Mardi Gras, Midwest Style
It's Mardi Gras, and I am not drinking beer for breakfast and standing, half-nekked, underneath a balcony showing my tatas for beads.
It's Mardi Gras, and I'm not stumbling down the street looking for a par-tay and evading la policia.
It's Mardi Gras, and I'm not writing a list of Things I Will Give Up For Lent.
It's Mardi Gras, and somewhere to the south of me, folks are wearing big-headed paper mache, and dancing to Brazilian rhythms, and kissing total strangers, hard, on the mouth.
Here in the midwest, we're a little quieter.
The Food Table here at work is slowly gathering its bounty of cookies, brownies, crackers, pulled pork, and the inevitable and painfully delicious paczkis. Painful is an understatement with paczkis...they're tasty, sure...
bavarian cream, apple, cherry, berry, prune, lemon, chocolate, creamcheese, kitchensink fillings....
ganache, powdered sugar, plain toppings....
but eat just one and it will sit in your belly like a stone, leaving the eater to waddle around the remainder of the day like a yard or two of cement got wedged in there.

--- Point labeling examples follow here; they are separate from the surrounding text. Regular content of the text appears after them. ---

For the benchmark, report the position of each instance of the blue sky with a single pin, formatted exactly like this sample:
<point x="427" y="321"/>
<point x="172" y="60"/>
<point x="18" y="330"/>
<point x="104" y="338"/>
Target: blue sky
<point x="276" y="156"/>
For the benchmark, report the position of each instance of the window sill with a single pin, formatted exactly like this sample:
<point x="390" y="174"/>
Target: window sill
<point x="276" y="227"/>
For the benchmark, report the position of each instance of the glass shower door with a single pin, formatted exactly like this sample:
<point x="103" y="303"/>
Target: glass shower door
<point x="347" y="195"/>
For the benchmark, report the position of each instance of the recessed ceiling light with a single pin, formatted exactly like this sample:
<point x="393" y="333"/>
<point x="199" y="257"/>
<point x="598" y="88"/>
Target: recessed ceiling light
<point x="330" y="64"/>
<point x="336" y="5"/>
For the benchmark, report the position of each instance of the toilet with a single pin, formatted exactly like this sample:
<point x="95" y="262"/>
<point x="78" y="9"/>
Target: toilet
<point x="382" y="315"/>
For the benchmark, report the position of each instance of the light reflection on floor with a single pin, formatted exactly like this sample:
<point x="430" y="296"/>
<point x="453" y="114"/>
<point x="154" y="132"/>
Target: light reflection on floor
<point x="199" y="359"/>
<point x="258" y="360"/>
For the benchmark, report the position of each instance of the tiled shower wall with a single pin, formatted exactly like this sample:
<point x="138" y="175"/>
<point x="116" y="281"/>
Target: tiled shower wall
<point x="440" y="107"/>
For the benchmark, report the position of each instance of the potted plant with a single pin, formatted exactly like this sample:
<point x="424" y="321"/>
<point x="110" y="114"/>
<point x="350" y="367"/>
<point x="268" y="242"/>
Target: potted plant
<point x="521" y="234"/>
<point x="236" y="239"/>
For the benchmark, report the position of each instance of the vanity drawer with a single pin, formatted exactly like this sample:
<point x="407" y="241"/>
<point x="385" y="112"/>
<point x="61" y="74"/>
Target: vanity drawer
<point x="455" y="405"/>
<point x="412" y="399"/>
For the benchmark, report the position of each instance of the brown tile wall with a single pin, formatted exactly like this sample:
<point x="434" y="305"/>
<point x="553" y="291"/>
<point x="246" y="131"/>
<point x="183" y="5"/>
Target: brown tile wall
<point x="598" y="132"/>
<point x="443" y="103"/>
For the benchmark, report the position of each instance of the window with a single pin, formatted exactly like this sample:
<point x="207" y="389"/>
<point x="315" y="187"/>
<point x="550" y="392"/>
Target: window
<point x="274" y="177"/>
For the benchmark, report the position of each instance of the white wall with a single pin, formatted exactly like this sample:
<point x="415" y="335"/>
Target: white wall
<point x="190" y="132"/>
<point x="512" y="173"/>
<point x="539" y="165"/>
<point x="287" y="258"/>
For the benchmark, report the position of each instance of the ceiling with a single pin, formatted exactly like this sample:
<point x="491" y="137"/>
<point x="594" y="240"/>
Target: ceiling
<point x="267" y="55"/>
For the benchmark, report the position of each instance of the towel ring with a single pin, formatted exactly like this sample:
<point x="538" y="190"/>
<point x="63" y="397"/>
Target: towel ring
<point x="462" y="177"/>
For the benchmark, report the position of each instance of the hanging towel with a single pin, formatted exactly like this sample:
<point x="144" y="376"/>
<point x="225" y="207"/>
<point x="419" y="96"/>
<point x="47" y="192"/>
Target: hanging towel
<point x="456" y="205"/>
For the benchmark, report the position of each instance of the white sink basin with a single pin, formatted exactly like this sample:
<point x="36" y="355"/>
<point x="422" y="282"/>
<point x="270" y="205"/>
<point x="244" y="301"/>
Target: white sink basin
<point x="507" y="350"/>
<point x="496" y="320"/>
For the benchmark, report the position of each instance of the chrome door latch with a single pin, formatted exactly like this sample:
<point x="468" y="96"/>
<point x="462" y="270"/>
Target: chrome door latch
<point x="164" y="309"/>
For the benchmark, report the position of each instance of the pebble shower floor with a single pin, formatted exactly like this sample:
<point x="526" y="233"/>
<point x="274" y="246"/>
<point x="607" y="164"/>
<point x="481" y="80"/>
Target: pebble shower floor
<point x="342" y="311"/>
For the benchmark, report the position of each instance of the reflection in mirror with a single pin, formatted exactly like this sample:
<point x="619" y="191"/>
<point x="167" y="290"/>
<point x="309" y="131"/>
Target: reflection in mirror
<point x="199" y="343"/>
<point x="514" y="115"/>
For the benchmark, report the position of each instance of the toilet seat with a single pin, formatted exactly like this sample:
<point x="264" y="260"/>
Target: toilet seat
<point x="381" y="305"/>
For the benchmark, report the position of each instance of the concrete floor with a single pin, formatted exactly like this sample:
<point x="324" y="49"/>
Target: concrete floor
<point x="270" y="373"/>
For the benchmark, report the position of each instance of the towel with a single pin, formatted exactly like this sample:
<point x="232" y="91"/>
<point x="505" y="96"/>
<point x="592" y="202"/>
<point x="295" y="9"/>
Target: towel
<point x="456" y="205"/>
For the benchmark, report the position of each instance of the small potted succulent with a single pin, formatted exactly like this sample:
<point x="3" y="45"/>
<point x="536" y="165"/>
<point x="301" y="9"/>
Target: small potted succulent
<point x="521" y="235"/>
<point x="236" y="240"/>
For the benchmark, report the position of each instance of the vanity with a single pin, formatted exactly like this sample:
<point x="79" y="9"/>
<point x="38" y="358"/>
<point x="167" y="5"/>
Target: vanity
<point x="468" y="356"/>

Tomorrow my Catholic friends will come to work with ash crosses on their foreheads, and we'll all remember why we ate like pigs the day before..."Ashes...and it's Wednesday...OH!...that's why I woke up with a carb hangover this morning!"
Come to think of it, I do have a string or two of cheap Mardi Gras beads in my bottom drawer...maybe I'll tell the guys they can earn them by taking off their shirts....
What are you doing for Mardi Gras today?
9 Comments:
Temps up to 42. For Mardi gras: I am wondering if I should roll around in the snow and mud, like the dogs are doing. Probably more fun if you have a built in fur coat. Maybe it is just easier to make a snowman...
You made me hungry. What Mardi gras? Just kidding.
I'll be visiting the dentist! Maybe he'll give me some beads for a flash.
Dang! I forgot to get my annual lard and sugar hookup!
My brother had a theory that ashes gave him zits.
Many, many lifetimes ago, a wonderful person and I sucked on nitrous balloons on a balcony over the French Quarter and laughed until we couldn't even recognize each other. To celebrate, I am holding my breath for as long as I can, until voices begin to sound staccato. And, for the record, I never asked anyone to show me anything for beads. That's because, at least, I could wear the beads around my neck.
Happy Gras.
1. Downloaded a hysterical mardis gras picture and posted it on my blog.
2. Went to The Portly Villager (in honor of Fat Tuesday) and ate a lot of food, drank two beers, and went to see "Ghost Rider".
Woo hoo!
- M
wow - I had forgotten entirely that it was Mardi Gras, yesterday - despite there being beads on the table when I went out for lunch with some coworkers.
believe it or not, I have never had a paczki. always wanted one, but since we 1) weren't polish, and 2) my parents would have died rather than bring a box or bag of them into the house. I don't recall EVER eating doughnuts, as a kid.
I do remember the signs in front of Farmer Jack's advertising "Paczki Day!
I kinda forgot about it! Heck, I had a hamburger and then went to choir but we did sing a Gospel number...does that count?!!